China has adopted the template of California’s long-standing carbon market program, in which polluters are required to purchase offset permits from clean industries or carbon-reducing projects. The increasing cost of these permits, which sets an ever-higher price on carbon, incentivizes sectors from manufacturing to transportation to reduce their emissions. To the extent the measurement of emissions and scope of regulatory reach to key polluting industries can be standardized across these markets, trading of permits among them can take place. Once such standards are set, a more expansive integration would be possible with the U.S. as a whole and the European Union, which also has a large common trading market. 

The kick-off meeting of the joint research project to lay the ground for market integration took place last week. He Jiankun, the chairman of the National Expert Panel on Climate Change, led the Chinese team. Mary Nichols, who, over the past four decades, pioneered California’s environmental policies as head of the state’s powerful Air Resources Board, led the California team. 

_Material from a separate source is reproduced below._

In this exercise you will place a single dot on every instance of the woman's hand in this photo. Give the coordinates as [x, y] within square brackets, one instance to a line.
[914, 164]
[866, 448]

Opening the session, CIIDS Vice-Chairman Feng Wei made the essential point: “Climate change bears on the future of all countries across the globe and is one of the foremost areas where the interests of China and the U.S. converge,” he said. “And in a time when other conversations between China and the U.S. are becoming difficult, it’s all the more important to maintain a bridge of cooperation and dialogue and to keep open avenues of understanding between us. We hope that through this joint research project, both countries could engage in mutual learning, draw on each other’s experience and make contributions to addressing the climate challenge and achieving carbon reduction and neutrality.” 

For the Berggruen Institute, this activated “partnership of rivals” is the practical manifestation of the planetary realism we believe must ultimately supplant the old geopolitical paradigm driven by narrow definitions of national interest that inhibit cooperation on the primary existential concern for all of humanity. 

Just as the ECSC grew from an embryo to a supranational reality, the hope is that the planetary imperative will drive a new era that structurally binds the climate fates of all nations while lessening the prospect of a world divided into hostile blocs.